AND -- and I don't see why this [sc. Walt & Mearsheimer's writing] doesn't bug you more -- because it suggests that there is some monolithic "Jewish" opinion when obviously there is not. Indeed, W&M seem to lump in the "Israel Lobby" groups that have quite different takes on what is in the interest of the US and of Israel.
It doesn't bug me, because I don't think it's terribly relevant, as I have said over and over. I'll have to read the entire W&M book, first of all. The hardliners control Jewish opinion in political terms, that's the point.
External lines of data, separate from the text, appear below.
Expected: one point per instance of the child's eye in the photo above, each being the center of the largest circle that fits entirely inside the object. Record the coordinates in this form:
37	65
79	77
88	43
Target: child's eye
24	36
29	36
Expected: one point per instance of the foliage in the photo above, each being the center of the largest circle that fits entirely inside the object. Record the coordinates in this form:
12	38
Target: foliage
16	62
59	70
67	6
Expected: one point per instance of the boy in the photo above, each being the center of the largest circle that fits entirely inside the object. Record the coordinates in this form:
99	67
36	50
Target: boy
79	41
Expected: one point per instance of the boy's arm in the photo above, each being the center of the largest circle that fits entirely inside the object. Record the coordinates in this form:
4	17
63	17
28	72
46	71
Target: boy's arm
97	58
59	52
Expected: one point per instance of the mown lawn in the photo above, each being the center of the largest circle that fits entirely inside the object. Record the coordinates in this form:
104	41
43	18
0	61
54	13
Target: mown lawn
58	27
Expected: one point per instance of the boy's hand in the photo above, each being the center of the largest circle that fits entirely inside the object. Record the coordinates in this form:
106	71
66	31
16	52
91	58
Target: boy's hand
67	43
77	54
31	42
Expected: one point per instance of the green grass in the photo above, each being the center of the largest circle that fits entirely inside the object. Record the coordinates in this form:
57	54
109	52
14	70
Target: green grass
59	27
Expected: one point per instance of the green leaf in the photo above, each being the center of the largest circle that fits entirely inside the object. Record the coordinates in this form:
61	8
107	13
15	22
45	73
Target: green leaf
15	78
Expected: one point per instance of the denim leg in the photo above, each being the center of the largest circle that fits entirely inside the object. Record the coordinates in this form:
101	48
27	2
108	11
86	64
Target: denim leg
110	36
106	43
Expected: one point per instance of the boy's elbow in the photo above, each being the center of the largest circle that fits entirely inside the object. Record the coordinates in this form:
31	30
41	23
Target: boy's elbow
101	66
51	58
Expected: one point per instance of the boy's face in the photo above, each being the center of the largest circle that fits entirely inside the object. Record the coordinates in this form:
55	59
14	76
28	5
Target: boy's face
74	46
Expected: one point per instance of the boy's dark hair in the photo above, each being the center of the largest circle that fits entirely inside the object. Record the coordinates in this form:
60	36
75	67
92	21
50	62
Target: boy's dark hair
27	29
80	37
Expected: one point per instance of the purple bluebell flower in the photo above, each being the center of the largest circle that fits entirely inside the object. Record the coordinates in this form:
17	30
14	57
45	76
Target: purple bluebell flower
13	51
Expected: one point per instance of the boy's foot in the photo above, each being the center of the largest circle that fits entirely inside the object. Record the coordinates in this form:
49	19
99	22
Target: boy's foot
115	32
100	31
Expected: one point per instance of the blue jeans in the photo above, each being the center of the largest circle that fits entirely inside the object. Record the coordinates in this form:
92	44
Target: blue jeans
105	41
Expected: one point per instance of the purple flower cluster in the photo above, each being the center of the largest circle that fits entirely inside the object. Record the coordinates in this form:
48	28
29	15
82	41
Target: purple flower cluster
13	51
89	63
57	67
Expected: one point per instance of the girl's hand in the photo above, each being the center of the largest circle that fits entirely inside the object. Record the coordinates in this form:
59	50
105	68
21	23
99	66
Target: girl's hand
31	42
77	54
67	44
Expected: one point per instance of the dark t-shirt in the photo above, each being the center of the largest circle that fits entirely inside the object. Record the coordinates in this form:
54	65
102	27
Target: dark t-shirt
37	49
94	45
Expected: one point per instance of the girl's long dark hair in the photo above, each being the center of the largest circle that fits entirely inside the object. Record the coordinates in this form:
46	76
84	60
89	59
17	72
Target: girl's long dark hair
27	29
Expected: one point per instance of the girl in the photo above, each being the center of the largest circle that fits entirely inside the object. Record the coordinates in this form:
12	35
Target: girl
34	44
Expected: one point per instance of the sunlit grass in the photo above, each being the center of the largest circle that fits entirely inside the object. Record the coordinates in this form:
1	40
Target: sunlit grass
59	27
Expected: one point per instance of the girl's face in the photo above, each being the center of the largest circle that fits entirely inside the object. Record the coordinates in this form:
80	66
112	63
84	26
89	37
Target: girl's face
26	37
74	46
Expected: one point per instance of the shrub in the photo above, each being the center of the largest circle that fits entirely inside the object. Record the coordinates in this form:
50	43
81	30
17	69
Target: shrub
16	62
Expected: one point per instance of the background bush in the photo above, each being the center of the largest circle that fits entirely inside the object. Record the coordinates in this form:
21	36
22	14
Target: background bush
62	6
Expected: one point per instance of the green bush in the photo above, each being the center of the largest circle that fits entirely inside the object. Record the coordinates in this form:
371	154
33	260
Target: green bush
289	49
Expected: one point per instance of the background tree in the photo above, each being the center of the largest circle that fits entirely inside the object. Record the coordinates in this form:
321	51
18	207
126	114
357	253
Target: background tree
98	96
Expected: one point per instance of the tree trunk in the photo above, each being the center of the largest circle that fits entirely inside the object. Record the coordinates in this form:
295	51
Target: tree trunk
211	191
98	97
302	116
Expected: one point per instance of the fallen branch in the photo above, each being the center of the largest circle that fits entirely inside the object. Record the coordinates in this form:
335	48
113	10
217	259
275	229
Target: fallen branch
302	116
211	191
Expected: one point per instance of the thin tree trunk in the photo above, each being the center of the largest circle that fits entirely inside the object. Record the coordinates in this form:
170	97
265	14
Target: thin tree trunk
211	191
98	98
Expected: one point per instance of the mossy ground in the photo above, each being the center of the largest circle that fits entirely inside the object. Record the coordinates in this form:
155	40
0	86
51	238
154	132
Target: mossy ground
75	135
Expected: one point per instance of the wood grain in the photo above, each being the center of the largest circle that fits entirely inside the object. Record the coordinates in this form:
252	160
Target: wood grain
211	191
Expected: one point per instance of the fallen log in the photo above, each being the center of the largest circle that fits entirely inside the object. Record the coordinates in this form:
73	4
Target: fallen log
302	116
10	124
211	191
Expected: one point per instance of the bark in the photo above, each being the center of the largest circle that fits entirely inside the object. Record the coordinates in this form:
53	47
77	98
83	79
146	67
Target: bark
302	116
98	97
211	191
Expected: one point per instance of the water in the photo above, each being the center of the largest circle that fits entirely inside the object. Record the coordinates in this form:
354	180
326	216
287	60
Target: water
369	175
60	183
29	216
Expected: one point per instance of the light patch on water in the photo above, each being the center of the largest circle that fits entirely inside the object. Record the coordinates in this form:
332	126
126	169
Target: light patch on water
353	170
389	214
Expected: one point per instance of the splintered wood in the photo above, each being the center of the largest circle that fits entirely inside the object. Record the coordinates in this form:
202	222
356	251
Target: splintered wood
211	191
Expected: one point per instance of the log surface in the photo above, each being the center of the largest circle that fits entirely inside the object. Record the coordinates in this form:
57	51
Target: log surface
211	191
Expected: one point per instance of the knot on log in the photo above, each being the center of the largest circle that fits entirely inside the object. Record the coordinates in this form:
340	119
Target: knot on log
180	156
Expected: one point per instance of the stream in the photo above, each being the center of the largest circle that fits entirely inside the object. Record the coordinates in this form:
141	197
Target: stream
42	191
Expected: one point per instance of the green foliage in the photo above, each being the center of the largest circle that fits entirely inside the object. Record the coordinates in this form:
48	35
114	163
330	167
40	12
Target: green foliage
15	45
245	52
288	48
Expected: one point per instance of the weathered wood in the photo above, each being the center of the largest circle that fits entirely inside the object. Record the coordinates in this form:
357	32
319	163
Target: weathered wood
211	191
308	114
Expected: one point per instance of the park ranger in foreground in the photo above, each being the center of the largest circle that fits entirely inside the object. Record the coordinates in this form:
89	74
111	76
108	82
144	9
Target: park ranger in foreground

It doesn't matter what I think, what Wonderment thinks, what Richard Falk thinks, what Noam Chomsky thinks, what Norman Finkelstein thinks, what any of the "righteous Jews" referred to by Mearsheimer in his April, 2010 speech to the Jerusalem Fund think. We don't matter. Jewish opinion may as well have been monolithic for the past twenty-thirty years. The politics may be changing now, I think, and Friedman's column could well be a milestone there, and W&M paved the way for that column.
The reason for focusing on rich Jews as components of the Lobby is that they are the most important in funding the Lobby's activities and in organizing campaign contributions. As I said before, Mead's one-man, one-vote approach to the American Jewish community and its politics is laughably stupid and incorrect, more stupid than any alleged monocausal explanation for America's Israel policy that emerges from W&M.
Friedman has been a long-time protege of Michael Mandelbaum in the field of IR. He has been citing Mandelbaum as his inspiration for years, and now they are collaborating on a book. Mandelbaum was a founding member of the Washington Institute for Near East Policy, identified by W&M as as prominent member of the Israel Lobby. In addition, Friedman's wife is/was heir to a large [Jewish] real estate fortune in the Midwest. Friedman would have been exposed every which way to Israel-related fundraising and political influence as regards Israel, and at the highest levels. I would be surprised if Friedman did not owe his plum assignment as Mideast correspondent to his connections with "The Lobby," speaking broadly (again, a necessary but insufficient condition for getting the assignment). So, given all this, that Friedman would write the sentence he wrote about congressional applause for Netanyahu being bought and paid for by the Lobby speaks volumes. Friedman has had enough.